From that jaunty number I learned:
•That director Diana Trotter perfectly understood the show’s slapstick-pratfall spirit.
•That Jerry Sciarrio, as the sly slave Pseudolus, would be an excellent chaperone through this crazy Roman world.
•That the supporting cast would be unafraid to toss in all manner of comedy shtick, ranging from Plautus to vaudeville to “Laugh-In.”
•And that the music and lyrics of Stephen Sondheim would be well-served by Trotter and music director Scott Miller.
This is far from a given, because the last two times I’ve seen “Forum,” “Comedy Tonight” was an uninspired, low-energy letdown.
Not here. Sciarrio swaggers proudly across the stage – not easy in a hot-pink tunic – and channels the stage presence and comic spirit of Zero Mostel, who originated the role. Just when you think he’s milked every nuance out of this great Sondheim number, Trotter brings in the entire cast of zany characters to do a stagewide, high-kicking chorus routine.
I dare you to see this show and not end up singing “Comedy Tonight” to yourself for at least the next 48 hours.
And it just gets better from there. This 1962 Broadway hit has just about everything a person could ask for in a comedy: bawdy puns, witty lyrics, clever slaves, pompous masters, slapstick chases, old guys dressed up like pretty women and a complete refusal to take anything seriously.

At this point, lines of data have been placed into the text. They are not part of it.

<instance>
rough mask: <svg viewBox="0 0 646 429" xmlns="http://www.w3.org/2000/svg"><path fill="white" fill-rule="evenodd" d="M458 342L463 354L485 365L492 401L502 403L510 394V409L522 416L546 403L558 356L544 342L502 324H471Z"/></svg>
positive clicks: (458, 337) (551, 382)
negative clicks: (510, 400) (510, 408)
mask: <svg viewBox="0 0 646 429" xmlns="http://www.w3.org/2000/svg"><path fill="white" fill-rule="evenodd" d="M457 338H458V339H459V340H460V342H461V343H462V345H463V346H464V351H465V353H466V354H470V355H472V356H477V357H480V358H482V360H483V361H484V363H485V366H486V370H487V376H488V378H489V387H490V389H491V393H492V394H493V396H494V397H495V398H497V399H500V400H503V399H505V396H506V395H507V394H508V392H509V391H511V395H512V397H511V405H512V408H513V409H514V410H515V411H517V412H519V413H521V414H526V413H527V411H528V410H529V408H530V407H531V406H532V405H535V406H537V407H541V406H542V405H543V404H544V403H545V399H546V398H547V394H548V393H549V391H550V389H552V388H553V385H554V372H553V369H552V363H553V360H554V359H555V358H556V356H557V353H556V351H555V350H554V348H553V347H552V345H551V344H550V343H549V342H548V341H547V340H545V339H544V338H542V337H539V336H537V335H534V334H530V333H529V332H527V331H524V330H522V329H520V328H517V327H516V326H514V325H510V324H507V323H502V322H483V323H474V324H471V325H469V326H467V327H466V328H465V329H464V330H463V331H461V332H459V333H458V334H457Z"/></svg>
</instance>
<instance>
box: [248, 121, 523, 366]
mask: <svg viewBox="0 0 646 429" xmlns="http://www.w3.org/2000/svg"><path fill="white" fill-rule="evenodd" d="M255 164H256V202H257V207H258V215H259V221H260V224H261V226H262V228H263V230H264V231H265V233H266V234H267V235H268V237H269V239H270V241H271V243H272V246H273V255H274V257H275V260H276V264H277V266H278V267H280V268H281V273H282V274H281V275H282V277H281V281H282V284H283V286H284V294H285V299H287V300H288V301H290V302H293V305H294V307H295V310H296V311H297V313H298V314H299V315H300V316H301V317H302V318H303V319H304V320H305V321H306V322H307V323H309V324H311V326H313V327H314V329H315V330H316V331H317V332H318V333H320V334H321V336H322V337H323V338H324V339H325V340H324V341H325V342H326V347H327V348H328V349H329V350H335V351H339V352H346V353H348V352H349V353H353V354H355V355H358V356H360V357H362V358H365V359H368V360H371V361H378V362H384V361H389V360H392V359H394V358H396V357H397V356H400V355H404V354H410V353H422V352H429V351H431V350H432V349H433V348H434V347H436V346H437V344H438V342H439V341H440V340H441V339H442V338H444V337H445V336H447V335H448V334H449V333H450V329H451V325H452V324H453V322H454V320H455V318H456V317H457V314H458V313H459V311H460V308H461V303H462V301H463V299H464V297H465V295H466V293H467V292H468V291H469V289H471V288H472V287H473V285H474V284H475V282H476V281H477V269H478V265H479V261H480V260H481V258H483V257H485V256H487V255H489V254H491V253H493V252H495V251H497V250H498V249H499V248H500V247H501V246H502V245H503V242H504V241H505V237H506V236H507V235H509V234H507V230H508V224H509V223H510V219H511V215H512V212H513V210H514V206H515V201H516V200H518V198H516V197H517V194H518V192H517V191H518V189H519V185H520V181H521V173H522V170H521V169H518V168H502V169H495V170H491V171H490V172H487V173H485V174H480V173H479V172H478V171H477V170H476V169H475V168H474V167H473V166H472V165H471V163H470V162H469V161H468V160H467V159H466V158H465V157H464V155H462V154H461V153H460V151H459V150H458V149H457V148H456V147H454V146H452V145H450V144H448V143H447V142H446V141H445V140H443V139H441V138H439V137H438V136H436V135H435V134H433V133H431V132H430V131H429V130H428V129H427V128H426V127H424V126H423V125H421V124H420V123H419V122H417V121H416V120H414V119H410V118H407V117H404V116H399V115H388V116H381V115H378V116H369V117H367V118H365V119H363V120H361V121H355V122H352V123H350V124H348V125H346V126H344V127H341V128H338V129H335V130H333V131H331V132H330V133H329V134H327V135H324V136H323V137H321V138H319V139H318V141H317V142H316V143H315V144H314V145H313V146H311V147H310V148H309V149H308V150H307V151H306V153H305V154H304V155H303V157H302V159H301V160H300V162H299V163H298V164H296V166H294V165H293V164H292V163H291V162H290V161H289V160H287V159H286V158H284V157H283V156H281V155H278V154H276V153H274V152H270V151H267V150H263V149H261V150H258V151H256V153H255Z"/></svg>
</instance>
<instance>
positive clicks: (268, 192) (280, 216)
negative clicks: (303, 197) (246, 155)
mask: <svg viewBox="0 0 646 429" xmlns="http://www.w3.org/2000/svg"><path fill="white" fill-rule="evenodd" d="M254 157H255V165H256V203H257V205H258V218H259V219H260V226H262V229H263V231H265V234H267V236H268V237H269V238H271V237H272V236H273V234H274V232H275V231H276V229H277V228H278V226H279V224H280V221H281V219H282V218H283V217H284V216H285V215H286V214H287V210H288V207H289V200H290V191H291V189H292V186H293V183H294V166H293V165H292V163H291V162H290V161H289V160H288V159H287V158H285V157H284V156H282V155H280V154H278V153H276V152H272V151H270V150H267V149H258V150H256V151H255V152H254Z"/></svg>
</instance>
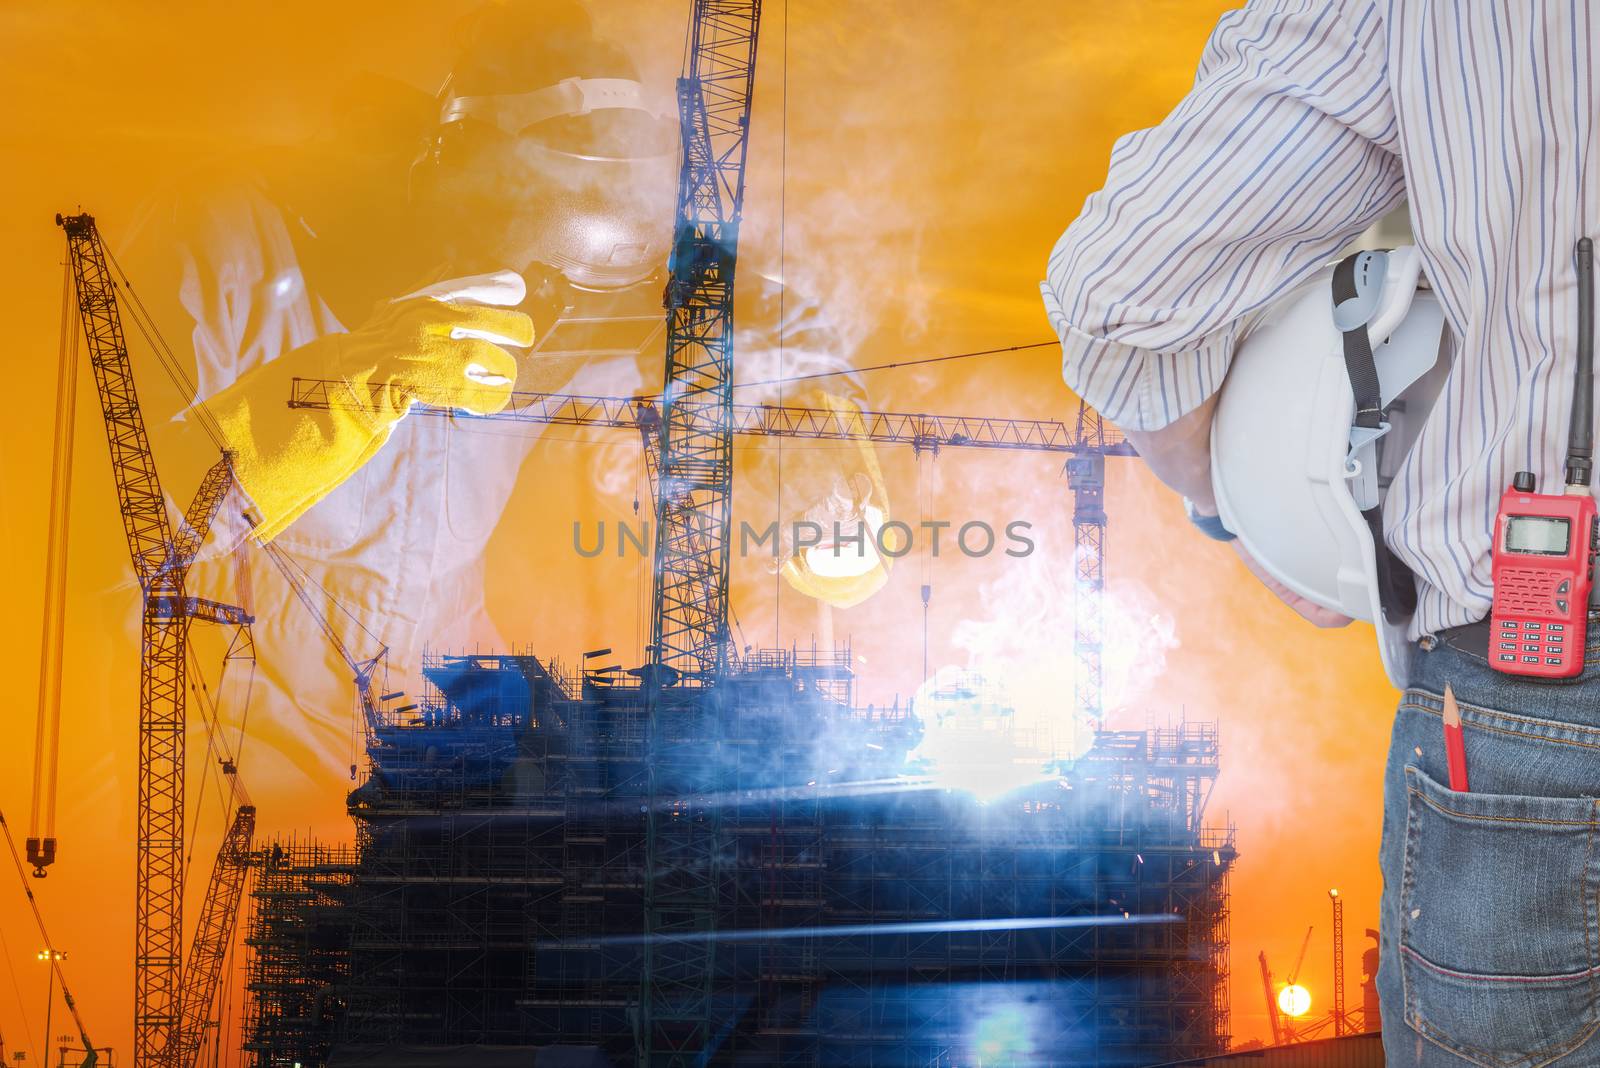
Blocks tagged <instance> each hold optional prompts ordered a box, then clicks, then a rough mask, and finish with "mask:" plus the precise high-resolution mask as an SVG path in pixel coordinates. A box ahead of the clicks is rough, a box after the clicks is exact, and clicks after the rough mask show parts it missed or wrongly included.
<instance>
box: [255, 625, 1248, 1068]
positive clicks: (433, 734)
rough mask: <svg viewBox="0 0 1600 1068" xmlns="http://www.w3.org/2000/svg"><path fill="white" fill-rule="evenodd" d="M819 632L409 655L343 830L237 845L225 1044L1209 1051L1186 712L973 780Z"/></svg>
mask: <svg viewBox="0 0 1600 1068" xmlns="http://www.w3.org/2000/svg"><path fill="white" fill-rule="evenodd" d="M848 664H850V659H848V652H838V654H816V652H798V654H797V652H794V651H782V652H770V654H760V656H752V657H747V659H744V660H739V662H736V664H733V665H730V670H728V673H726V676H725V678H723V679H722V681H720V683H718V686H715V687H704V689H691V687H675V689H674V687H666V689H654V692H651V689H650V687H648V686H646V684H645V683H643V681H642V679H640V678H638V676H635V675H629V673H622V671H616V670H602V671H586V673H582V675H578V676H565V675H562V673H560V671H558V670H557V668H554V667H549V665H546V664H542V662H541V660H538V659H534V657H531V656H480V657H443V659H438V660H434V662H430V664H429V667H427V670H426V678H427V691H426V694H422V695H421V697H419V699H416V700H414V703H413V705H402V708H403V711H394V713H386V715H384V716H382V723H381V726H379V727H378V729H376V731H374V732H373V735H371V737H370V740H368V745H370V767H368V775H366V779H365V782H363V783H362V785H360V787H358V788H357V790H355V791H352V795H350V814H352V817H354V819H355V823H357V847H355V849H354V851H342V849H328V847H323V846H317V844H312V843H293V841H285V843H278V844H277V846H269V847H267V851H266V857H264V862H262V867H261V870H259V875H258V883H256V887H254V892H253V895H254V905H256V907H254V910H253V919H251V926H250V934H248V945H250V975H248V985H250V994H251V1007H250V1015H248V1022H246V1038H245V1044H246V1049H248V1050H251V1052H253V1055H254V1063H258V1065H262V1066H267V1065H272V1066H278V1065H282V1066H283V1068H290V1066H291V1065H307V1066H309V1065H320V1063H334V1065H338V1063H368V1058H370V1062H371V1063H387V1065H405V1063H418V1065H422V1063H438V1065H443V1063H461V1062H459V1060H456V1058H459V1057H461V1049H459V1047H461V1046H480V1047H485V1049H480V1050H478V1052H477V1054H474V1055H477V1057H486V1055H490V1049H491V1047H501V1050H502V1052H504V1055H506V1057H507V1062H506V1063H523V1065H525V1063H595V1065H602V1063H605V1065H645V1063H678V1062H677V1054H680V1052H683V1050H712V1052H710V1058H709V1062H702V1060H683V1062H682V1063H717V1065H731V1063H739V1065H962V1063H978V1062H979V1060H982V1063H1016V1065H1061V1063H1075V1065H1146V1063H1157V1062H1163V1060H1176V1058H1182V1057H1197V1055H1205V1054H1211V1052H1219V1050H1222V1049H1226V1044H1227V1001H1226V998H1227V994H1226V980H1227V975H1226V950H1227V871H1229V867H1230V863H1232V860H1234V844H1232V835H1230V833H1229V831H1208V830H1205V828H1203V827H1202V814H1203V807H1205V796H1206V793H1208V790H1210V785H1211V782H1213V779H1214V775H1216V771H1218V751H1216V732H1214V727H1211V726H1208V724H1184V726H1179V727H1176V729H1162V731H1136V732H1102V734H1099V737H1098V742H1096V745H1094V747H1093V750H1091V751H1090V753H1086V755H1085V756H1083V758H1080V759H1077V761H1072V763H1070V764H1067V766H1062V767H1059V769H1054V771H1058V772H1059V774H1053V775H1046V777H1038V780H1037V783H1035V785H1029V787H1022V788H1019V790H1016V791H1013V793H1008V795H1005V796H1003V798H1002V799H997V801H990V803H987V804H981V803H978V801H974V799H973V798H971V795H966V793H960V791H952V790H946V788H942V787H939V785H936V782H933V780H931V779H930V777H928V775H926V774H918V771H917V763H915V761H914V759H912V761H909V759H907V755H909V753H910V750H912V748H914V747H915V745H917V742H918V737H920V718H918V716H917V713H915V710H907V708H890V710H878V708H856V707H854V705H853V700H851V675H850V668H848ZM653 703H654V710H653V711H654V716H656V724H658V726H656V734H654V737H651V731H650V729H648V724H650V711H651V705H653ZM946 724H947V726H949V719H947V721H946ZM957 729H958V724H957ZM974 729H982V727H979V726H978V724H976V723H974ZM1021 774H1026V772H1022V771H1021V769H1019V775H1021ZM651 859H653V860H651ZM573 1047H586V1049H573ZM536 1049H542V1050H546V1054H544V1057H547V1058H549V1060H538V1055H536V1054H533V1052H531V1050H536ZM557 1050H560V1052H557ZM474 1063H480V1062H474ZM482 1063H498V1062H482Z"/></svg>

Trotter did exactly the right thing: She decided to have maximum fun. This is most evident in her use of the three Proteans, who show up in multiple roles – soldiers, eunuchs, citizens. Every time they come on, they are channeling some classic shtick – I detected everything from Groucho Marx to Stan Laurel – and the audience roared. It helps that she cast three talented young actors, Shawna Nordman, David McCarthy and Todd Kehne, in those roles.
Trotter also did a great job of casting the rest of the show. Gary Pierce is the very embodiment of Hysterium, the obsequious and highly nervous foil to Sciarrio’s Pseudolus. He flaps his arms, he screams, he roars – he makes Jerry Lewis seem demure.
Robert Wamsley is priceless as the rich master, a smugly smiling wall of purple toga. Lauralynn (Lulu) Stafford is his equal as Domina, the battle-axe wife.
Virtually everyone else in the supporting cast contributes laughs, ranging from the va-va-voom courtesan Gymnasia (Jess Liles) to the daft old man Erronius (George Morrison), who is fated to trot endlessly around Rome, showing up only occasionally to proclaim, “Second time around!”
David Baker’s pastel-colored Roman cartoon of a set was so impressive, it got its own round of applause when it was unveiled. The action takes place in three villas on three levels. The rich toga-and-tunic costumes, by Jan Wanless and Susan Berger, managed to have their own distinct comic personalities.
Best of all are the musical numbers, especially the priceless “Everybody Ought to Have a Maid,” in which four Roman males sing a bawdy ode to the advantages of having a “serving girl, a working girl” around the house.
As the lyrics to “Comedy Tonight” say: “Morals tomorrow, comedy tonight.”